日本の携帯電話は現在、音声通話は回線交換(CS:Circuit Switched)、データ通信はパケット交換(PS:Packed Switched)という2つの方式を採用しているが、データ通信専用SIMではパケット交換のみを用いる。音声通話やデータ通信を行うには、携帯電話の位置情報を基地局に登録する必要があるが、その際には待機時よりも消費電力は上がる。以上を踏まえ、データ専用SIMでバッテリーの消費が増す原因は、回線交換(CS)の位置情報登録に失敗して、何度も登録し直そうとしていることでは? とIIJは推測した。
この推測が正しいかを検証すべく、IIJmioのSMS非対応SIMを挿した「Nexus 4」(国内版)で待受時のログを取得したところ、回線交換への位置情報の登録を繰り返していることが分かったという。SIMカードが音声通話に対応していないのに、音声通話用のネットワークに登録しようとするために、データ通信はできるのに「圏外」と表示されたり、バッテリー消費が早くなったりする……というわけだ。

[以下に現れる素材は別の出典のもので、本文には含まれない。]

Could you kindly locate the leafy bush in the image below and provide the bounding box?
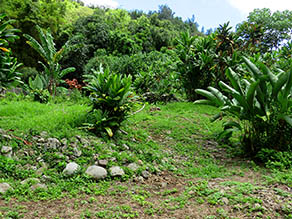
[0,13,22,92]
[175,32,216,101]
[195,57,292,156]
[28,74,50,103]
[85,50,180,103]
[84,66,133,137]
[256,148,292,170]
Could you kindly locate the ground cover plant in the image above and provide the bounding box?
[1,98,292,218]
[1,2,292,218]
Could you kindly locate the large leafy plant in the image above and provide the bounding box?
[195,57,292,155]
[175,32,216,101]
[28,74,50,103]
[24,25,75,95]
[0,13,22,92]
[84,66,133,137]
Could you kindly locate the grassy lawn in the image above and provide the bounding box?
[0,99,292,218]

一方、SMS対応のSIMで同様にログを確認したところ、回線交換への登録は成功していたという。セルスタンバイ問題はやはり、SMS非対応のSIMで起こりうることが確認された。「ソースコードを見ないと分からないので100%の検証はできなかったものの、ファクトベースで分かる、一定の確からしいお話をさせていただいた」と佐々木氏は振り返る。

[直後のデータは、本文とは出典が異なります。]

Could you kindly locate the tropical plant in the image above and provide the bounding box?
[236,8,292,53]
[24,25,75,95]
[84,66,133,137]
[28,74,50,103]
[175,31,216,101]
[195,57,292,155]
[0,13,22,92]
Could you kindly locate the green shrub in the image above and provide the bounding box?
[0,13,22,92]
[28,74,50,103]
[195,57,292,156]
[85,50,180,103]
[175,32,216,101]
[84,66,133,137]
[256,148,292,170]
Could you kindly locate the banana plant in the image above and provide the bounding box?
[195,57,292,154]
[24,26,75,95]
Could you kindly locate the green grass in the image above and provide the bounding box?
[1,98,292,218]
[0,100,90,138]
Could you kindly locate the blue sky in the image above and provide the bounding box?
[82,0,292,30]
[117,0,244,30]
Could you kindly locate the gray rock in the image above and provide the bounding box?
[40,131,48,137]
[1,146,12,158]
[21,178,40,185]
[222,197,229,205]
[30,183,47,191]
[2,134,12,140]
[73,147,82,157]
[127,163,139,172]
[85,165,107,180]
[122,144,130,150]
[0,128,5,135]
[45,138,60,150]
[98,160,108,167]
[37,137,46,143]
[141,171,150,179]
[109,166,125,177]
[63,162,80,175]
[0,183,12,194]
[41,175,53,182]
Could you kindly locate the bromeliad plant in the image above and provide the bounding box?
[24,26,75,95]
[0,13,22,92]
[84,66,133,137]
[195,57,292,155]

上記の内容を説明したのは、2013年10月に実施した第1回のIIJmio meetingでのこと。あれから1年以上たった現在、アンテナピクト問題やセルスタンバイ問題は解消したのだろうか。佐々木氏は「この問題(セルスタンバイ問題)は、徐々に収束に向かっている」と話す。「2014年にはZenFone 5やLG G2 miniなどのSIMフリーの端末が出回るようになったが、こういった端末ではセルスタンバイ問題はほとんど見られない状況になってきた。安心してお客さんが導入できる端末が増えてきた」と話す。また、最近はSMS対応SIMや音声SIMなど、上記問題の発生しないSIMカードが提供されていることも大きい。
改善されつつある理由をIIJに聞いたところ、「推測にはなりますが、日本で展開することを想定したSIMフリーのAndroid端末では、メーカー側がMVNOで使われることを想定して検証するようになってきたことが、もろもろの問題が改善されつつある背景にあるのではと考えています」とのこと。ただし、「iPhoneではデータ専用SIMでアンテナピクト問題が起きている」(IIJ)そうで、諸問題のすべてが改善されているわけでない。
音声通話は不要でも安定したパフォーマンスで通信をしたければ、140円(税別)の付帯料はかかるが、現在もSMS対応SIMを選ぶのが得策といえそうだ。